При таких новостях любой скепсис исчезает мгновенно. Жаркая и сладкая волна нежданного счастья, захлестнула меня, опрокинула, потащила по прибрежным камням, осыпала изумрудными брызгами, золотыми осколками, серебряной пылью… И любовь к главному врачу пронзила меня в этот миг. Боже мой! Какой он хороший! Какой славный, простой человек!.. Да что из того, что когда-то, в грудном своем незрелом детском возрасте, он выпил чужую водку! Да это же просто пустячок, над которым мы вместе весело будем смеяться!

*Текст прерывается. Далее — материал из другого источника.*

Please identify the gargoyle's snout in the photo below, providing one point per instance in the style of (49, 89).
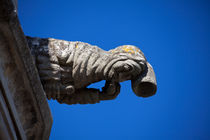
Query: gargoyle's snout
(145, 85)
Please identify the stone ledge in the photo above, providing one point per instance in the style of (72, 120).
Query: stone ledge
(21, 89)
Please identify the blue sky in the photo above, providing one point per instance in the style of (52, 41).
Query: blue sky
(174, 36)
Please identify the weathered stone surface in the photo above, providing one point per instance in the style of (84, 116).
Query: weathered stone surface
(23, 107)
(66, 69)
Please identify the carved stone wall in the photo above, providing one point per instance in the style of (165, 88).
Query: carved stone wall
(24, 111)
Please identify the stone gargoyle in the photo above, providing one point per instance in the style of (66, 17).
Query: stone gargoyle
(67, 68)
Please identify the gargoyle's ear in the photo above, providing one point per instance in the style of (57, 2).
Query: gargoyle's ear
(145, 85)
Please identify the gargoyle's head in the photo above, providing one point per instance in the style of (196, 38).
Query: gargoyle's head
(129, 63)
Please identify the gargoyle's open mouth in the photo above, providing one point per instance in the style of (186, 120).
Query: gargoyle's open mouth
(145, 85)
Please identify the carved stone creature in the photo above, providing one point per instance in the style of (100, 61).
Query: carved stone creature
(67, 68)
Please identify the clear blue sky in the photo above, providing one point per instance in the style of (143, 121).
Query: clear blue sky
(175, 37)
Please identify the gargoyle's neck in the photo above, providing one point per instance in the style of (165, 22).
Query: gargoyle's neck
(89, 65)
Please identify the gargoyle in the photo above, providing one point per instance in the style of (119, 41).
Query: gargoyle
(67, 68)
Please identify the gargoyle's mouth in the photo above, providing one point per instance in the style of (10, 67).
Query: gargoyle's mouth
(145, 85)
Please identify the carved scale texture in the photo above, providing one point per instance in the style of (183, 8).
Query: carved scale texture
(66, 69)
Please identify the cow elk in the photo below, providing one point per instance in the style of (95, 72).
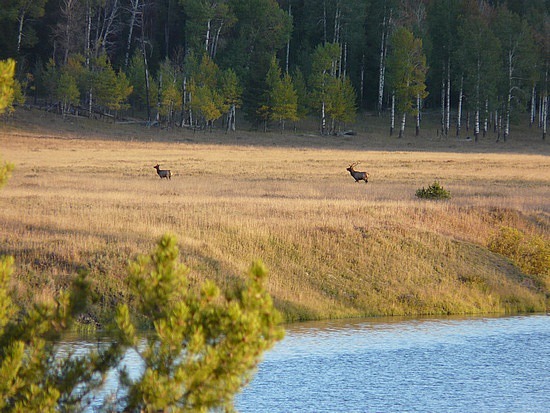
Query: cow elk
(357, 175)
(163, 173)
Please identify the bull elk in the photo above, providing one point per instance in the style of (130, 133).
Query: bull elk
(357, 175)
(163, 173)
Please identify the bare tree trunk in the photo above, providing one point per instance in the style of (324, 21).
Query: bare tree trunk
(362, 84)
(448, 103)
(146, 74)
(533, 110)
(207, 42)
(21, 20)
(382, 63)
(88, 32)
(459, 114)
(324, 22)
(476, 124)
(544, 117)
(443, 106)
(323, 118)
(402, 128)
(486, 118)
(418, 106)
(133, 18)
(392, 116)
(509, 96)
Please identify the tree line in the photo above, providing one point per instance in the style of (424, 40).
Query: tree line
(194, 62)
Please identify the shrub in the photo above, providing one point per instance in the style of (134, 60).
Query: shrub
(530, 254)
(434, 191)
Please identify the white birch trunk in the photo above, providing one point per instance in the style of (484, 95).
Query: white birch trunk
(486, 118)
(418, 106)
(21, 20)
(476, 124)
(382, 67)
(392, 116)
(448, 103)
(90, 102)
(323, 118)
(544, 111)
(402, 128)
(88, 33)
(443, 106)
(207, 42)
(133, 18)
(459, 112)
(533, 105)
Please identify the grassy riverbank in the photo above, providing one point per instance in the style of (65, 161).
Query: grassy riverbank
(84, 195)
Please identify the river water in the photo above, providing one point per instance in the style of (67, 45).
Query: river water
(428, 365)
(474, 364)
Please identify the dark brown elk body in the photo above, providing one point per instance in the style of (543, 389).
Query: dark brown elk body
(357, 175)
(163, 173)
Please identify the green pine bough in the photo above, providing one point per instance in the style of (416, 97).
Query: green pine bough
(434, 191)
(202, 349)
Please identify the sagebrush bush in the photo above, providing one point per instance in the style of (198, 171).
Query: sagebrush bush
(434, 191)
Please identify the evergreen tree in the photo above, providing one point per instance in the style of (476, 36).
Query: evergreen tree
(204, 346)
(67, 92)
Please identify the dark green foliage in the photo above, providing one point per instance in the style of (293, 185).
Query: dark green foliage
(434, 191)
(204, 346)
(202, 351)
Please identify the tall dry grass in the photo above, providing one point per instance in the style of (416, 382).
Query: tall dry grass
(87, 199)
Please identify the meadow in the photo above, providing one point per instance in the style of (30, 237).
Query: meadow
(84, 197)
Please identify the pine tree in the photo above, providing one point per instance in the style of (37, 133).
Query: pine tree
(204, 346)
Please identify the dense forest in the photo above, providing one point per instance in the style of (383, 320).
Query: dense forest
(195, 62)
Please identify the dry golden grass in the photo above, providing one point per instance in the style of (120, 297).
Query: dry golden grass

Ах, Антон Трофимыч… Антоша…

— Интересно — когда? — притворяясь не очень взволнованным, спросил я. — В будущей пятилетке?

— В ближайшие дни, — усмехнулся главный врач.

— Неужто выделили, наконец, нашей больнице?

— Нет, тут особая ситуация…

— То есть? — насторожился я.

— Да не волнуйтесь, все по закону, — продолжал он косноязычно тянуть резину нечаянной радости. — Хотя, конечно, с горздравом и прочими все будет согласовано… Я знаю, вы стоите в очереди при горздраве… но это может длиться сто лет.

— Не очень смешно, — сказал я дрожащим голосом. — В таком случае, о какой квартире идет речь?

— А вы не помните Котикова? — спросил главный врач. — Ну, того, который два года назад ушел от нас в диспансер…

— Ну и что?

— Так ведь Котиков точно так же получил тогда свою квартиру. Ему, правда, пришлось самому посуетиться. Никто ему особенно не помогал — он сам все проворачивал.

— Что проворачивал-то?

— Так вы забыли? Старушку слабоумную в дом инвалидов, а Котиков — в ее квартиру. Все по закону, никаких нарушений.

— Ну, а я? Тоже, что ли, такой вариант?

— Еще лучше! — воскликнул Антон Трофимыч. — Вам только рот раскрыть — и проглотить. Все готово, разжевано… Бабушка осмотрена комиссионно, в диспансере, в ближайшие дни будет стационирована в нашу больницу.

— Только не в наше отделение! — быстро перебил я. — А то вдруг заведующий даст ее мне на курацию…

(Сам-то я — давно уж не заведующий).

Главный врач усмехнулся, прищурился.

— Не волнуйтесь. Не в ваше. Через некоторое время будут готовы документы в дом инвалидов, а вы за этот период легко успеете оформить свои бумажные дела. Я помогу. Предварительное согласие исполкома уже имеется. Я напишу соответствующее ходатайство от имени больничной администрации. Подпишут и предместкома, и секретарь парторганизации… Все будет О’кей, дорогой Валентин Петрович.

— Постойте, постойте! — перебил я снова. — А как же родственники? У нее разве нет никаких родственников? Я, предположим, вселюсь, а потом возникнет какой-нибудь, предположим, племянник и скажет…

— Чушь. Никто ничего не скажет.

— Значит — нету родственников?

— У нее есть дочь.

— Вот видите! Дочь предъявит претензии…

— Дочь сама хочет, чтобы кто-нибудь занял эту квартиру. Ясно?

— Нет, не ясно… — пробормотал я. — Что-то давно не встречал я таких благородных родственников, которые могли бы отказаться от квартиры… Кстати, двухкомнатная?